ATHENS
HISTORY AND CULTURE
The history of Athens is one of the longest of
any city in Europe and in the world. Named after Athena, goddess of wisdom and
knowledge, Athens has been continuously inhabited since the Bronze Age and is
generally considered to be the cradle of Western civilization. It became the
leading city of Ancient Greece in the first millennium BC and the strongest
Greek city-state around 500 BC, entering its Golden Age after emerging
victorious from the Persian Wars (500 - 449 BC). During the time of Pericles
(443 - 429), Athens reached the height of its cultural and imperial
achievement. Socrates and the dramatists Aeshcylus, Sophocles and Euripides
lived at that time.
It was then when the incomparable Parthenon was
built, when sculpture and painting flourished making Athens a center of
intellectual life. The city enjoyed a cultural explosion that ended with the
Peloponnesian War (431 - 401 BC), but Athenian achievements in philosophy,
drama and art continued even after the city's glory faded, creating a legacy
that conquered the world as Hellenistic culture. During the Middle Ages, Athens
experienced decline and then a recovery under the Byzantine Empire, becoming a
provincial capital of the empire and a center of religious learning and
devotion.
Athens HistoryAthens was relatively prosperous
during the Crusades, benefiting from Italian trade. However, the fall of the
Acropolis to the Ottoman Turks in 1458 marked the beginning of nearly four
centuries of Ottoman rule and once again decline. Athens re-emerged in the 19th
century as the capital of the independent Greek State. Modern Athens was
constructed after 1834, when it became the capital of a newly independent
Greece.
The cultural legacy of ancient Athens to the
world is incalculable and to a great extent the references to the Greek
heritage that abound in the culture of Western Europe are to Athenian
civilization.
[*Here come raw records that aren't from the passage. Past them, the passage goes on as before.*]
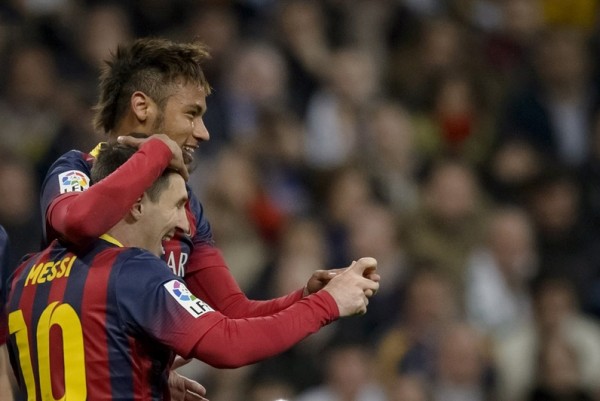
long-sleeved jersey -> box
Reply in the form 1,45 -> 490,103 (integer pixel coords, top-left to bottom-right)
7,235 -> 338,400
41,139 -> 302,318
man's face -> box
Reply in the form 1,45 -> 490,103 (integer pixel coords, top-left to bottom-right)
141,173 -> 189,256
152,83 -> 210,166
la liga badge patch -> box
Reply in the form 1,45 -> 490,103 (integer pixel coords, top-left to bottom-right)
58,170 -> 90,194
164,280 -> 214,317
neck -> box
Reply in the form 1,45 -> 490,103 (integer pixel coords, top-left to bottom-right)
109,116 -> 151,139
106,221 -> 160,256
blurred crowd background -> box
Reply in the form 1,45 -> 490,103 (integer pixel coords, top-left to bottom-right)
0,0 -> 600,401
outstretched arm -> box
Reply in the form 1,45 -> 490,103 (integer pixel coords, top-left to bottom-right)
185,244 -> 303,318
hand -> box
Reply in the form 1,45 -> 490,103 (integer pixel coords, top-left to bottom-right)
323,258 -> 379,317
169,356 -> 208,401
117,134 -> 190,181
303,267 -> 381,298
304,269 -> 346,296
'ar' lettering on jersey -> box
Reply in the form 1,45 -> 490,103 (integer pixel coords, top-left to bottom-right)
25,256 -> 77,286
162,232 -> 192,277
164,250 -> 189,277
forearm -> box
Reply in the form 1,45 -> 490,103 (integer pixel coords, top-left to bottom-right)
46,140 -> 172,244
187,291 -> 339,368
185,245 -> 303,318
Today, cultural events including dance and theatre, recitals,
concerts international trade shows, conferences and symposia, public lectures,
gallery exhibits, sports events and marathons, an integral part of life in this
bustling cosmopolitan capital.
Built in 161 BC, the Odeon of Herod Atticus at
the foot of the Acropolis provides one of the most important open-air venues
for staging the annual Athens Festival, featuring music concerts and dance
troupes from around the world. Superb performances of ancient and modern drama
are staged at the Herod Atticus Theatre.